Two scenarios are used for comparison.
- Standing scenario. During daily operation, the list of services generally does not change, and pulling the model leads to unnecessary overhead and puts more pressure on the server side.
- Fast up and fast down scenario. Rapid machine expansion or shrinkage leads to frequent service address changes, and the push volume becomes instantaneous and large, causing greater pressure on the server and client.
A number of optimizations can be made for fast-up and fast-down scenarios, such as push merge, incremental push, data separation, etc. Nacos currently supports push merge as an optimization.
Code complexity is a very important technical selection metric.
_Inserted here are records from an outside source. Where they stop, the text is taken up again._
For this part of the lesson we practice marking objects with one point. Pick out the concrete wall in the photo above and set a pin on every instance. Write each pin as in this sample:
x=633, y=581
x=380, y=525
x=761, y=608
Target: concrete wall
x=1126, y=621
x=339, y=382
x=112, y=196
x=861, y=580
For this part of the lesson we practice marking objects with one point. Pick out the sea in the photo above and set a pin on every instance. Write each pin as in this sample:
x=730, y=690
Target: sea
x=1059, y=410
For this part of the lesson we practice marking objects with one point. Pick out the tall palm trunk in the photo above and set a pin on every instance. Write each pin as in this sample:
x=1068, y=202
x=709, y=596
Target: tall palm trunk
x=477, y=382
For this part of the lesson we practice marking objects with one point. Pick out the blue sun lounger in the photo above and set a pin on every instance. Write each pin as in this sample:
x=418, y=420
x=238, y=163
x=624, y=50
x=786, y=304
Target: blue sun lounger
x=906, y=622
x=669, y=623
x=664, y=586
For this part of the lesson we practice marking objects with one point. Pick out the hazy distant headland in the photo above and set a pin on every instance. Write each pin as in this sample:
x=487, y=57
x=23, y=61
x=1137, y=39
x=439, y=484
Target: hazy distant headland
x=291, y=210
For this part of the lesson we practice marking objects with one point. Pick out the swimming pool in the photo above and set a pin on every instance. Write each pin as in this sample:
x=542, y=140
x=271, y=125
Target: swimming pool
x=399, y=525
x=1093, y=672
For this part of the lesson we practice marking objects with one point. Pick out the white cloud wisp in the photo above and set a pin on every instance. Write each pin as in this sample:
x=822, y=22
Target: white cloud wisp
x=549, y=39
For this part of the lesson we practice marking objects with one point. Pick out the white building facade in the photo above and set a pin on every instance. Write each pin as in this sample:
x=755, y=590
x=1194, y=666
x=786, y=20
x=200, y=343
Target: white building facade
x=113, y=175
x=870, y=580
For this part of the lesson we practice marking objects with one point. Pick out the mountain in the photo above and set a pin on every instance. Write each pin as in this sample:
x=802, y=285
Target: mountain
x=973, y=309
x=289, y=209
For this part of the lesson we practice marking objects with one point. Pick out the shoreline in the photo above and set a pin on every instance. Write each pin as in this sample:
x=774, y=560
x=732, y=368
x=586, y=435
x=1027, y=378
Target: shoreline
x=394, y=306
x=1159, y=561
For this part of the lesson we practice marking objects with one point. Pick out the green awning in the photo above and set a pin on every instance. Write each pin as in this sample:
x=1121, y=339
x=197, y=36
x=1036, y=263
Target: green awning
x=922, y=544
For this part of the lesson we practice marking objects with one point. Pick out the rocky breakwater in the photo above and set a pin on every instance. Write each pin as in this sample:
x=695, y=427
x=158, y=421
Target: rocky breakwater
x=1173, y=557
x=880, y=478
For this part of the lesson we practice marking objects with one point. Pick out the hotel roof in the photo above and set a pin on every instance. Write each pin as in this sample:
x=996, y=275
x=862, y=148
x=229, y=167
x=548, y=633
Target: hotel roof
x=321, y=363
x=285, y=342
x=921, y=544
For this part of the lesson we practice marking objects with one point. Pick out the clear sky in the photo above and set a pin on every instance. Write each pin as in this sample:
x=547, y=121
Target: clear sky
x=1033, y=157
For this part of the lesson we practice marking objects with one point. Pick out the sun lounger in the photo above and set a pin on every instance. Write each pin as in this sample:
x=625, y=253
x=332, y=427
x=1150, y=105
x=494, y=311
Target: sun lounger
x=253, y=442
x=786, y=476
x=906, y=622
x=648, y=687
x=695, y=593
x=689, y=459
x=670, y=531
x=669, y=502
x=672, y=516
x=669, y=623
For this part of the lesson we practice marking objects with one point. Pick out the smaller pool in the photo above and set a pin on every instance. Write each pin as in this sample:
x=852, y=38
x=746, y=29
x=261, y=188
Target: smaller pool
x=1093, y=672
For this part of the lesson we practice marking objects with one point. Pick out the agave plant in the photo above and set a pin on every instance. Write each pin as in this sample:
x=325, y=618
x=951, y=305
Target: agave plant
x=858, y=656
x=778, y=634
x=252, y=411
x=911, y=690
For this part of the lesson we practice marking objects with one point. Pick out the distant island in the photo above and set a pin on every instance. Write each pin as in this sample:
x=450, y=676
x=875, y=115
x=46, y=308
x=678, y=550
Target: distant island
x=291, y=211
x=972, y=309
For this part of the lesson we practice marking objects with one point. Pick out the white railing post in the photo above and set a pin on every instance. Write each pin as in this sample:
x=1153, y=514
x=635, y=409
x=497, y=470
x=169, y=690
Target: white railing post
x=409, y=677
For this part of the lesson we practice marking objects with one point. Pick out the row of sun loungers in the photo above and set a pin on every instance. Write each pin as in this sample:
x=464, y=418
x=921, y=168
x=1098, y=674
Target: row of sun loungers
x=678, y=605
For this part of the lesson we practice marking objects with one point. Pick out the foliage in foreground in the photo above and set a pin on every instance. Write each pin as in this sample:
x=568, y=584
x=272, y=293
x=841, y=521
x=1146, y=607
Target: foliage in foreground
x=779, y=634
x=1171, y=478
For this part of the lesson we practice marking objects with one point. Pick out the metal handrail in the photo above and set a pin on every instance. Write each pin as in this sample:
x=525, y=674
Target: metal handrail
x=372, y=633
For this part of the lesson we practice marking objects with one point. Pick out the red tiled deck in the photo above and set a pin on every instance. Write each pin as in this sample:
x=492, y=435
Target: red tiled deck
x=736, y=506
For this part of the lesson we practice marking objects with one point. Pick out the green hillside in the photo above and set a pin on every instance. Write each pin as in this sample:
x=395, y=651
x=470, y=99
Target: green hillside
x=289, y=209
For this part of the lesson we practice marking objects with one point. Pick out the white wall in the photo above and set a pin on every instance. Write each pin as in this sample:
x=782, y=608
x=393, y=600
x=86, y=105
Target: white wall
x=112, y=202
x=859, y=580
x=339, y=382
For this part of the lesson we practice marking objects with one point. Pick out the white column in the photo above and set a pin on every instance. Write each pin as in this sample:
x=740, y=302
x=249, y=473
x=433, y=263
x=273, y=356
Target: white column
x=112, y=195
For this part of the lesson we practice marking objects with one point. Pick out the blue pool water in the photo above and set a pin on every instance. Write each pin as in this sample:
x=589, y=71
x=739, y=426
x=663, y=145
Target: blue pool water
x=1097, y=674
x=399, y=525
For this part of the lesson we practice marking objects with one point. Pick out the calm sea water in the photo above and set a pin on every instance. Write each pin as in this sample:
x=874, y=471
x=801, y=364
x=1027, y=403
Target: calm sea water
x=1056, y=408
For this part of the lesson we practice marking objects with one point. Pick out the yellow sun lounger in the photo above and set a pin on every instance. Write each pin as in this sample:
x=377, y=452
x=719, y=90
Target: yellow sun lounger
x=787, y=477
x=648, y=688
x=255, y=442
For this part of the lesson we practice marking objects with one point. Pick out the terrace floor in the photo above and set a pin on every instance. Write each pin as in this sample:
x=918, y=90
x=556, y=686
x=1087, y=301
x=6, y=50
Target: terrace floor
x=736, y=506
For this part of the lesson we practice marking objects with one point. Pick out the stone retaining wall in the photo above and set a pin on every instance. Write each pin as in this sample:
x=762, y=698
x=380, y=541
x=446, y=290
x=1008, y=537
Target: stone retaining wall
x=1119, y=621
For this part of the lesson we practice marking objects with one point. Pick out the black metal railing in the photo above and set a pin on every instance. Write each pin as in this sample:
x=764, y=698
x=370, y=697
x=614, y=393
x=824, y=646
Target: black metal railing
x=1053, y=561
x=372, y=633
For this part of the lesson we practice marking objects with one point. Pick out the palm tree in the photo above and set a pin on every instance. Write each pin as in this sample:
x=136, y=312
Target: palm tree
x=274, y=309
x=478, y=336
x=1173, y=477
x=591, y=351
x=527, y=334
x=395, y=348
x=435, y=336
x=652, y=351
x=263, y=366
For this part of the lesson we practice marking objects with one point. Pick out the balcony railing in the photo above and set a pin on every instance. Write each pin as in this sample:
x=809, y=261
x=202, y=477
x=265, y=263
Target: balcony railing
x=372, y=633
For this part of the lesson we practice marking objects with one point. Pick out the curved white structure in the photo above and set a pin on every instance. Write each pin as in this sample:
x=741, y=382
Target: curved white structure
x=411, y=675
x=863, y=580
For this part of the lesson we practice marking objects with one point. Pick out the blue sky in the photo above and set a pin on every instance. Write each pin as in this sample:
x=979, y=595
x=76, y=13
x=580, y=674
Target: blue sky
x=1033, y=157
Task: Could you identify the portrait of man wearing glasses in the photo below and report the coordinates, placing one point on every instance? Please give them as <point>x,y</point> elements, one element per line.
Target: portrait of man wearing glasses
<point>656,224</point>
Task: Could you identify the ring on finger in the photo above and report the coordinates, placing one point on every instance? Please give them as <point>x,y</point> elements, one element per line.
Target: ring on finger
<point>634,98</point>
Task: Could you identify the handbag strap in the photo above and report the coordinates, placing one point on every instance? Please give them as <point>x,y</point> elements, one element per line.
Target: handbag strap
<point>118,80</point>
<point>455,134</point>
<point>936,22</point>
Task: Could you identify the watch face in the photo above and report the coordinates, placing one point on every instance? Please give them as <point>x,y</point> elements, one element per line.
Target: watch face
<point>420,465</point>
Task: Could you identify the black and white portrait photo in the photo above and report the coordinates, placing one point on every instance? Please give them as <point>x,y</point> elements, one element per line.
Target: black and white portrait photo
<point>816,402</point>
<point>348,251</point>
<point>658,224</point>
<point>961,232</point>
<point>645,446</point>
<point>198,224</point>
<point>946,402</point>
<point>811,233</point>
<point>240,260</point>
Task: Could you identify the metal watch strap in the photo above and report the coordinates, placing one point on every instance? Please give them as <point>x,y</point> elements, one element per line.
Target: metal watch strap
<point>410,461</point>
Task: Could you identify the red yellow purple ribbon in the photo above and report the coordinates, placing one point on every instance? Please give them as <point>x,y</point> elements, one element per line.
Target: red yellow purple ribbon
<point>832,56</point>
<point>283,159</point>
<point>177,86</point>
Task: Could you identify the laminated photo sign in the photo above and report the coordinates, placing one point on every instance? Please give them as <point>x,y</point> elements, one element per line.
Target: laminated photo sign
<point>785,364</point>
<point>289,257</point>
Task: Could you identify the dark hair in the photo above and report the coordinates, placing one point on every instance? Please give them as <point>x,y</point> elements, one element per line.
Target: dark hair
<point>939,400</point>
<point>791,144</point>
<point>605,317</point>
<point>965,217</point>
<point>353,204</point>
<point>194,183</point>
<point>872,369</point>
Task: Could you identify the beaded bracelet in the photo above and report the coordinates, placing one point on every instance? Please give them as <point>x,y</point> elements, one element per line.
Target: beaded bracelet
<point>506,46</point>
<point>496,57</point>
The simpler the code, the easier it is to maintain and the more durable it is. Architects need to find a balance between code complexity and performance trade offs, and admittedly, the push model is often much more complex than the pull model, for example, with the extra link of state management for long connections.
The pull model wins out completely.
This article does not want you to get caught in the wording to determine whether a framework or tool is a push or pull model, but rather to introduce the workflow of the push and pull model in service discovery, so that you can have a deeper understanding of these microservice frameworks or registries.
To summarize, both push and pull models are used in the service discovery mechanism of the mainstream microservice frameworks and registries, and how to choose and optimize them can be based on the characteristics of their own services and the scale of their services.
In my API gateway (AliCloud CSB), I adopt an independent service discovery mechanism that supports both pull model and push model to adapt to some registries that only support push model or only support pull model.